Theorem Suppose $A$ is a set, $F ⊆ P (A)$, and $F \ne ∅$. Then the least upper bound of $F$ (in the subset partial order) is $∪F$ and the greatest lower bound of $F$ is $∩F$.
Proof: Since any element of $F$ is a subset of $\cup F$, $\cup F$ upper bound of $F$. To prove $\cup F$ is the least upper bound, let $U$ be the set of all upper bounds. Suppose $x\in U$. Suppose $y\in \cup F$. Since $y\in \cup F$ there is a $B\in F$ such that $y\in B$. Since $x\in U$, then for all $h\in F$, $h\subseteq x$. So $B\subseteq x$. Thus $y\in x$. Thus $\cup F$ is the least upper bound of $F$.

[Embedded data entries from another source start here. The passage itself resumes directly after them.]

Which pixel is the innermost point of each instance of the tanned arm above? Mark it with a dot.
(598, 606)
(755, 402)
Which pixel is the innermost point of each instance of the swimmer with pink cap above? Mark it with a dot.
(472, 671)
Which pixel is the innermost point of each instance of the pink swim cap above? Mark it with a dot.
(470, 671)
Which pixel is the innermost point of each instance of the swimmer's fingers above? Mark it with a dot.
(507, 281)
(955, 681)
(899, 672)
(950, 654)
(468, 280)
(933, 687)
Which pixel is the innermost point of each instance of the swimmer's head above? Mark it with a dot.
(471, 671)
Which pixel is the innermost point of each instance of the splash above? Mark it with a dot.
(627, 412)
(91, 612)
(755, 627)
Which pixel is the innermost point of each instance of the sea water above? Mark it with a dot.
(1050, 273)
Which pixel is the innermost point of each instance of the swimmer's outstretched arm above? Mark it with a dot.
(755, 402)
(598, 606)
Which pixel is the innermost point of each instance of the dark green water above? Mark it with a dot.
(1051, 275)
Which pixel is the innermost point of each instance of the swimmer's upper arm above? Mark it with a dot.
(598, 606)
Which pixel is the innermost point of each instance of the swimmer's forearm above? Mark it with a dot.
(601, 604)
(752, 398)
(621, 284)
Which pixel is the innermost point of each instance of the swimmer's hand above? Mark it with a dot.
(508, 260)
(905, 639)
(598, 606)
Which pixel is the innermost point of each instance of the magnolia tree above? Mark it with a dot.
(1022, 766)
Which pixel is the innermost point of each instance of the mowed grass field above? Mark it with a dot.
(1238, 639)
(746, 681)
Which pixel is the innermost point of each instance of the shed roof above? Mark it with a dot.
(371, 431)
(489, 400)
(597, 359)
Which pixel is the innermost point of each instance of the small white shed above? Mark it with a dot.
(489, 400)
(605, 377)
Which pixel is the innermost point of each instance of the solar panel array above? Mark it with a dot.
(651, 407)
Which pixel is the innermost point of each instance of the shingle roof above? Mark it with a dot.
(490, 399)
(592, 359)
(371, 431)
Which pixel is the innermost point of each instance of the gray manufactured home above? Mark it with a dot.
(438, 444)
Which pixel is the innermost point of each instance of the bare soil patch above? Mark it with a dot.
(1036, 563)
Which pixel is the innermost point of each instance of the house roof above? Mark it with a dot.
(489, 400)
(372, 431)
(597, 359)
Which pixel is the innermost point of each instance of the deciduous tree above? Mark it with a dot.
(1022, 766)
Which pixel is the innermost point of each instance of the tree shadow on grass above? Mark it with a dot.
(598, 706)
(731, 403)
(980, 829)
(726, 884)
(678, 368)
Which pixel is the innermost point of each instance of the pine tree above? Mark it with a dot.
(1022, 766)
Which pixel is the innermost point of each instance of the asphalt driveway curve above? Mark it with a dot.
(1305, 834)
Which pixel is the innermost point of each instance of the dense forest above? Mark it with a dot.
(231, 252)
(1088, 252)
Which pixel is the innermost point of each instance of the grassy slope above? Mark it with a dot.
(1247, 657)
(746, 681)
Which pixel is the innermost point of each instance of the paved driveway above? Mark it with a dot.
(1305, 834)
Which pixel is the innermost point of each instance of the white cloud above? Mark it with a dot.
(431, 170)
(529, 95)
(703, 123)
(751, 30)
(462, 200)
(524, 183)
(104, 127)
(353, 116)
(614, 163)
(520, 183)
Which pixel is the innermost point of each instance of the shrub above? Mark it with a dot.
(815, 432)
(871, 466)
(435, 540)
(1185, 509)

Suppose $x\in F$. Suppose $y\in \cap F$. Then $y\in x$. Thus $\cap F$ is the lower bound. To show $\cap F$ the greatest lower bound, suppose $L$ is the set of all lower bounds. Suppose $x\in L$. Suppose $y\in x$. Suppose $z\in F$. Since $x$ is a lower bound and $z\in F$ then $x\subseteq z$. Thus $y\in z$. So $\cap F$ is the greatest lower bound. $\square$
Is this proof correct?
The assumptions state that $F\ne \emptyset $. I have not used this assumption in my proof thus was it a necessary assumption for this theorem to stay true. Or is it a redundant assumption?